Hmmm. Ok. This is a curve ball. Wasn’t most of my talk presenting evidence that my hypothesis was at least feasible? Did he not believe any of it? Oh no.


2 moments of panic in less than 15 minutes?! This was becoming quite unfortunate. However, since he had asked the question so quietly, I had the benefit of a few seconds to gather my composure before answering. I leaned up to the microphone, and slowly repeated the question verbatim. I will forever be grateful for the murmur of giggles that quickly swept around the room. A well-known P.I. in the front even yelled out with a huge smile on his face: “Oh, you know, I’d probably say about 50%?!”. Ok, everyone understands this is a tricky question to address.

Phew.

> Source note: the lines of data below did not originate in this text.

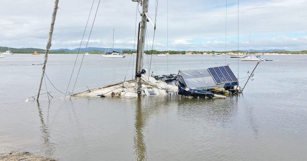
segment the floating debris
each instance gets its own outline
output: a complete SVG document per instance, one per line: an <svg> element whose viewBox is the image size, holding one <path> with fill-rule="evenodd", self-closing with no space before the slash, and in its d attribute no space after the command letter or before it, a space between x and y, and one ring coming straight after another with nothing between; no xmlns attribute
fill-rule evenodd
<svg viewBox="0 0 307 161"><path fill-rule="evenodd" d="M31 160L31 161L56 161L53 158L35 155L28 152L12 151L6 154L0 154L0 160Z"/></svg>

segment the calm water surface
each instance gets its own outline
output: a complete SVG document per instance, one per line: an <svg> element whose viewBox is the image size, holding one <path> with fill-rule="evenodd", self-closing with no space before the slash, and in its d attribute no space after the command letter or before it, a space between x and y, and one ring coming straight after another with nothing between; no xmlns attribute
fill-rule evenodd
<svg viewBox="0 0 307 161"><path fill-rule="evenodd" d="M46 73L61 91L67 90L76 56L50 55ZM54 92L50 103L47 95L39 104L25 102L36 95L42 66L32 64L42 63L43 57L14 54L0 59L0 153L29 151L62 160L307 158L307 56L265 56L274 61L261 63L243 95L226 99L64 99L47 80L48 90ZM145 69L150 58L145 57ZM154 74L224 65L225 59L238 74L237 59L229 57L154 58ZM85 56L75 91L122 81L125 76L130 79L133 64L128 66L134 59ZM255 63L239 61L239 78L247 77Z"/></svg>

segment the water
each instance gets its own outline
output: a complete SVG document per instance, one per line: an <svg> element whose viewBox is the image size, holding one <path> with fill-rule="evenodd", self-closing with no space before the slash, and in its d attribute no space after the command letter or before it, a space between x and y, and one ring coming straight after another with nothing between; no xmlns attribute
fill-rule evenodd
<svg viewBox="0 0 307 161"><path fill-rule="evenodd" d="M122 80L130 57L85 56L75 91ZM32 64L42 63L43 57L14 54L0 59L0 153L29 151L62 160L307 158L307 56L266 56L274 61L261 63L243 95L226 100L178 96L64 99L63 94L53 93L50 103L46 95L39 104L31 99L25 102L37 93L42 66ZM50 55L46 73L60 91L67 90L75 57ZM225 64L224 57L153 58L154 74ZM144 68L149 69L150 59L145 57ZM226 59L236 76L237 59ZM255 63L239 61L239 78L247 76ZM130 65L126 79L132 74ZM46 92L45 84L42 88ZM57 91L49 82L47 88Z"/></svg>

Crisis averted.

I then took a deep breath, broke into a smile, and asked the man to clarify which part of the hypothesis he’d like me to address. It turned out that he had a totally valid concern which I quickly addressed and concluded my talk. Once again, I had survived a talk. SUCCESS!

I guess I went into so much detail about this short oral presentation because I think it highlights not only the terrifying inferiority complex we face as graduate students but also the progress I’ve made to tackle it in the last 4 years. Talks will never go exactly how I want them to go and there will always be things I want to fix about them, but they are lessons learned and baby steps in the right direction. That final question I received, which gave me the biggest amount of concern, has even become sort of a joke within my training grant. No one will ever listen to me speak again without being tempted to ask that question, and we’ve even all come up with our favorite “answers” in the event that we get that question again.

Overall, NWDB 2014 was another fabulous success. The science was incredible, the feedback I received was invaluable, and the friendship I strengthened with my training grant cohort and fellow graduate students is irreplaceable. Onto the next one! Next stop? Madison, WI!